While authorities in China have spent the past two weeks battling the physical spread of the deadly coronavirus outbreak, there is now a new front beginning to open up — one that indeed may have far more serious impact than the actual virus itself.
When Sars emerged from China some 18 years ago, economics and public health analysts have generally agreed it had a negative impact of some $40 billion (Dh147 billion) on the global economy then. Fast forward to the current crisis, and the economic impact of this coronavirus could indeed prove to be its biggest impact.
The outbreak of the virus in Wuhan coincided with the annual Chinese New Year festivities. The negative was that the festival is a time where millions of Chinese citizens travel to celebrate with friends and family. Before public health authorities in Wuhan had a full understanding of the threat posed by the coronavirus and before they could place the city of 11 million under effective quarantine, many had left the region to participate in family gatherings in their far-flung homes. That one factor made this outbreak difficult to fight.

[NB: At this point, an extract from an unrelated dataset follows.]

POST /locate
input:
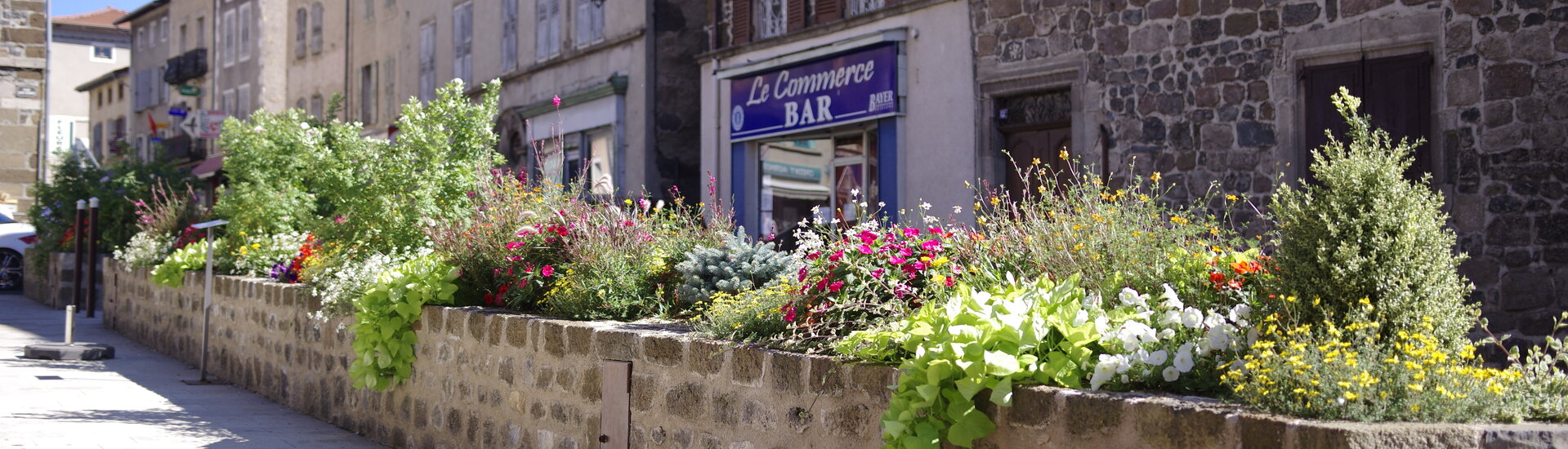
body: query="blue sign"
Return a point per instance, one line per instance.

China’s economy is expected to contract 0.5 per cent as a result of the virus so far — and that will drag global growth down by 0.2 per cent. Beijing has set aside $22 billon to assist companies and investors affected by the virus.
The positive was once the seriousness of coronavirus became known, Chinese authorities extended the festive holidays, gaining time to put in place public health and quarantine methods to isolate those infected with the virus. Those holidays are now largely over.

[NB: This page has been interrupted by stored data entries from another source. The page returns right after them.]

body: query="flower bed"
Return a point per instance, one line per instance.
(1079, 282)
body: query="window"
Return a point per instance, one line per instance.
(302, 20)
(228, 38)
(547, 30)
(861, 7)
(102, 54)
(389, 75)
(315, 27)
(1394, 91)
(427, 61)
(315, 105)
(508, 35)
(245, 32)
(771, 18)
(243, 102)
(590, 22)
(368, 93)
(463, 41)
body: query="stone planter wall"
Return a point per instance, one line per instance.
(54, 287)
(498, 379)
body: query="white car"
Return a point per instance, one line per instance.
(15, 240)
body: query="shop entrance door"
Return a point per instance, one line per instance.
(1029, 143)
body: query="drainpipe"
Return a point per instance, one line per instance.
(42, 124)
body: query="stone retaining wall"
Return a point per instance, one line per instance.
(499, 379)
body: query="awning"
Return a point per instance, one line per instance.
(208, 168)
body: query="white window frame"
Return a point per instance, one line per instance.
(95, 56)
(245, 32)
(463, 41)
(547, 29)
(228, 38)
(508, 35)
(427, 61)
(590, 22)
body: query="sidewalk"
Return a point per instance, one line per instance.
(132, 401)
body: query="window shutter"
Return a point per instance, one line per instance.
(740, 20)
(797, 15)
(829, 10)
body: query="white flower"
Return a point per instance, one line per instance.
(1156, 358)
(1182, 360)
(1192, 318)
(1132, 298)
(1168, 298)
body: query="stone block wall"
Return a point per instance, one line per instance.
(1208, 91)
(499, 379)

The big difference between 2002 and now is that China’s economy has developed greatly in the high-tech sector — producing devices and components that are critical to the global economy now. As well as the widespread closure of shopping malls, factories that produce cars, cell phones, computers, computer chips and countless other products are now closed for that extra week — or more.
Impact on global trade
As things stand now, China’s economy is expected to contract 0.5 per cent as a result of the virus so far — and that will drag global growth down by 0.2 per cent. Beijing has set aside $22 billon to assist companies and investors affected by the virus. The impact of coronavirus comes hard on the heels of the negative effects of tariffs imposed by Washington on goods from China.
Simply put, this is now a double whammy on the global economy at a time where there are doubts about its overall health. Figuratively, when China sneezes, the global economy catches a cold. Suddenly, coronavirus seems a far more serious ailment for global trade.